Quand messire Gossiaux de Saint-Aubin et Enguerrand Zendequin virent le convenant, et que ces Gantois montoient par échelles aux créneaux, et jà en avoit un qui devoit mettre la jambe outre pour entrer en la ville, si furent tous ébahis, et non pas si que ils ne prensissent confort en eux, car ils véoient bien et connoissoient que si ils fuyoient la ville étoit prise et perdue ; car ils venoient si à point que entre le guet faillant et rallant et la guette montant en sa garde : « Avant, avant ! dirent le sire de Saint-Aubin et Enguerrand Zendequin, qui virent le convenant, aux picquenaires. Vez ci les Gantois, défendons notre ville, ou elle est prise. » Lors s’en vinrent ces quatre à l’endroit où les échelles étoient dressées et où ils vouloient monter et dedans entrer. Et l’un des picquenaires escueult sa pique et lance, et renverse celui ès fossés qui s’avançoit d’entrer dedans.

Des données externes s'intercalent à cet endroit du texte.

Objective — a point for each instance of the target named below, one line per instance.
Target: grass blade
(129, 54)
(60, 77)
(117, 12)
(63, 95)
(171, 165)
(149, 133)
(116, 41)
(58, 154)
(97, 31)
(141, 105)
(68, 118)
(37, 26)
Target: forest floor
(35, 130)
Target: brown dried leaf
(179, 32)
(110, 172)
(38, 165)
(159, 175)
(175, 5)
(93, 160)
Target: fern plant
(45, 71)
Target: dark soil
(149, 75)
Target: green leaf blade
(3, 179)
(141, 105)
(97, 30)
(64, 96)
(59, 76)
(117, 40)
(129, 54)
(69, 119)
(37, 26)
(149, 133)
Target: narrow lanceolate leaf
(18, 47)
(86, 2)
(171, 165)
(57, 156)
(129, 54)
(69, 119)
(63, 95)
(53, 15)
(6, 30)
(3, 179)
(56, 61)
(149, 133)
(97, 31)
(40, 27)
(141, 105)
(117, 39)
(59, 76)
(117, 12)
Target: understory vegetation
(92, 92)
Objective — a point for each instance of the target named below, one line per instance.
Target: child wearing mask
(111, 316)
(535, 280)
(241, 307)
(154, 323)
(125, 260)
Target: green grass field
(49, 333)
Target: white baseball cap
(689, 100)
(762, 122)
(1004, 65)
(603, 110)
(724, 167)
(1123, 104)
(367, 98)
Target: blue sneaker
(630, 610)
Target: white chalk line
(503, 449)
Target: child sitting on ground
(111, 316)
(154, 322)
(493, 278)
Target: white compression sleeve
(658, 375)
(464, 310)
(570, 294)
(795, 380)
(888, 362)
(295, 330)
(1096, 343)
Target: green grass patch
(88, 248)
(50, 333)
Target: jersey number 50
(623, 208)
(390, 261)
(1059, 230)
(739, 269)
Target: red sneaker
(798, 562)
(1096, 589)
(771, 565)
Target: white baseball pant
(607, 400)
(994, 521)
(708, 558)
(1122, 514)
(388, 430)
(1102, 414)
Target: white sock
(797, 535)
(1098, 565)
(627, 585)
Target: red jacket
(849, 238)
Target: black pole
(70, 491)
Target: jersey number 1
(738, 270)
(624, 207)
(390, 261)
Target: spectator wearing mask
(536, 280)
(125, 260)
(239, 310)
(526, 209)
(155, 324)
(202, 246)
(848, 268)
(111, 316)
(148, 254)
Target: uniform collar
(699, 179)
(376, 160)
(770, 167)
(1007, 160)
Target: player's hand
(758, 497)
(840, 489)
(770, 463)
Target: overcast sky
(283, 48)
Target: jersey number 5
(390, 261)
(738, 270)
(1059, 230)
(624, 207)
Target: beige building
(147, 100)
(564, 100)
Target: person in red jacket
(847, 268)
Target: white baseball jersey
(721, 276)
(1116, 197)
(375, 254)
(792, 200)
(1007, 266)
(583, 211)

À ces coups monta la guette, qui se aperçut comment ils étoient sur les fossés et dedans les fossés une grosse bataille ; si sonna en sa trompette : « Trahi ! trahi ! » La ville s’émut, les chevaliers qui étoient en leurs lits entendirent l’effroi et le haro et le convenant de Gantois qui vouloient embler leur ville. Si furent tous émerveillés et saillirent sus, et s’armèrent du plutôt qu’ils purent, et sonnèrent parmi la ville leurs trompettes de reveillement.

Nonobstant toutes ces choses si mettoient et rendoient grand’peine les Gantois de entrer en la ville ; mais ces quatre se tinrent et tenoient vaillamment plus de demi-heure contre tous et y firent de grands apperties d’armes, et leur doit bien être tourné à louange. Adonc vinrent les seigneurs en bonne étoffe et en grand arroi ; le vicomte de Meaux sa bannière devant lui, messire Jean de Jumont son pennon devant lui, messire Rifflart de Flandre et tous les autres ; et trouvèrent le chevalier et l’écuyer, et les picquenaires, comment ils se combattoient et défendoient l’entrée vaillamment. Là crièrent-ils leurs cris à la rescousse. Et quand François Acreman et ces Gantois aperçurent l’affaire, que ils failloient à faire leur entente, si se trahirent tout bellement et recueillirent leurs gens, et se départirent de Ardembourch et s’en rallèrent ens ès Quatre-Métiers. Et furent ceux de la garnison d’Ardembourch plus soigneux de garder leur ville et d’ordonner leurs gens que ils n’eussent été par avant, et honorèrent grandement entre eux les quatre dessus dits, car si ils n’eussent été, Ardembourch étoit perdue, et ils avoient tous les gorges coupées.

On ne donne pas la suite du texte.